The only part visible/accessible is the video. Any other access (setup, etc) goes via user/password. If you want to close off access to your webcam you can use a forwarded port via the router into your website. This will not stop people from viewing the image, but the rest is obfuscated.

The only part I do not understand is what the problem is with it being publicly viewable... If you keep it behind the router, it stays inside your LAN. So please explain where the problem lies.

[ionizer]

here's the problem:

I want to view my home remotely from work to see a 3 week old baby.  thus i need the ports forwarded to access from work.  in addition, i may want to share an additional username/password with family and friends so that they can view her remotely.

however, i do not want anyone else in the world who knows about this workaround to be able to have the chance of remotely viewing my home. 

i thought that was kinda obvious, no?

[Mackerel]

i thought that was kinda obvious, no?

Not really, but now it is... If you have a website with added options (scripting/cgi/php/etc) you could force usage of a login through that, but going to the webcam directly... That will not work (at this moment). If you forego on the DDNS and just use the hard IP-address, it will be (a little bit) harder to 'find' your camera.
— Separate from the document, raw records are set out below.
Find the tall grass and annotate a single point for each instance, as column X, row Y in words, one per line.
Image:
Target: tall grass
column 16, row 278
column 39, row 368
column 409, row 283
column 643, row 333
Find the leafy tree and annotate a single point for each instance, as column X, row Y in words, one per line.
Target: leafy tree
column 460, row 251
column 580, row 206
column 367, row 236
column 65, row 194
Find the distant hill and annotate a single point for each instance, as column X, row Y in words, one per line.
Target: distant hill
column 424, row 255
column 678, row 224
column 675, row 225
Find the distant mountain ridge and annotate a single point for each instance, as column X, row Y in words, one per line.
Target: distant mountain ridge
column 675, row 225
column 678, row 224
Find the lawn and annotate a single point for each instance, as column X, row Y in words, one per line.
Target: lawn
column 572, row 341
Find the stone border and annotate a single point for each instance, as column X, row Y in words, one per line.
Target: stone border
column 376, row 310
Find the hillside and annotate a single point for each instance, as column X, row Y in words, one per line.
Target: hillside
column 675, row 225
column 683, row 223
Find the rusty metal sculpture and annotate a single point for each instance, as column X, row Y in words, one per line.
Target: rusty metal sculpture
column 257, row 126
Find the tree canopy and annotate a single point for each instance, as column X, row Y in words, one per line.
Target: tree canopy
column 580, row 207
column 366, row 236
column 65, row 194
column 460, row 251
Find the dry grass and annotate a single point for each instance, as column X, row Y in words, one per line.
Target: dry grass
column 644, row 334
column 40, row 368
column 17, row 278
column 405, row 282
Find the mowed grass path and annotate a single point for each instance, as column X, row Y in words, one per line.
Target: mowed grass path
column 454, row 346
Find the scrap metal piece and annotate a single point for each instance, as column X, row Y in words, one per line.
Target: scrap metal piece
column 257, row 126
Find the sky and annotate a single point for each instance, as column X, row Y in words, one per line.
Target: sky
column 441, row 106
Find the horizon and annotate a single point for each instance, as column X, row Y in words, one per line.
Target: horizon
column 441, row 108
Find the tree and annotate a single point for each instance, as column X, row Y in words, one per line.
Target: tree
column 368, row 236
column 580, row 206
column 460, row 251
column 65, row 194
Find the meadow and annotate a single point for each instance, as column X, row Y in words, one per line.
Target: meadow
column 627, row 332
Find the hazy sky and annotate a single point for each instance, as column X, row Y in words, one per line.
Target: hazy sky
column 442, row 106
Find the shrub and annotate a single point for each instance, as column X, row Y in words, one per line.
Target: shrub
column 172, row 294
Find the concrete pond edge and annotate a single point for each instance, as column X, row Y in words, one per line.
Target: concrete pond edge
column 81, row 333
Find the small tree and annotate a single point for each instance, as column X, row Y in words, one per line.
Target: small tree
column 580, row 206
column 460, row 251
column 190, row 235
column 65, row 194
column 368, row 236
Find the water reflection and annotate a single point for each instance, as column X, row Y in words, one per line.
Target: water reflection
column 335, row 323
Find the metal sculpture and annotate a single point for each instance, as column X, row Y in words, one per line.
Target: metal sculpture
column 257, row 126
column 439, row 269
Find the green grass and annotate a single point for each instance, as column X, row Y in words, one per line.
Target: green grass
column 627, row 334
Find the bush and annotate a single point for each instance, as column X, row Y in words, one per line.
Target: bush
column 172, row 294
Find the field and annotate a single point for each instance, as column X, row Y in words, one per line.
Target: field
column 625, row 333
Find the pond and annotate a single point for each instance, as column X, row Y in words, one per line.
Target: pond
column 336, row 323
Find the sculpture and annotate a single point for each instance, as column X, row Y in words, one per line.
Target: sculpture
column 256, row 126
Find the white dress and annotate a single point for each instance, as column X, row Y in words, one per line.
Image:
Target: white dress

So, again, not possible on 920. Sorry.

[ionizer]

Not really, but now it is... If you have a website with added options (scripting/cgi/php/etc) you could force usage of a login through that, but going to the webcam directly... That will not work (at this moment). If you forego on the DDNS and just use the hard IP-address, it will be (a little bit) harder to 'find' your camera.

So, again, not possible on 920. Sorry.

yeah, i mean the url itself is not going to be something obvious to find and it just goes hard direct to the ip address and port anyway.  so yeah, it's harder to find, but it's the mere fact that it could be only a matter of time if someone wanted to scan for this type of feed, find it, then view into ur home.

there's absolutely no reason that the feed shouldn't have some authentication on it.  it seems like a basic security principle to me.  did d-link think everyone is stupid and wouldn't figure it out?

[ECF]

Do you have these same results if you do not port forward port 80 to the camera but utilize the secondary http port?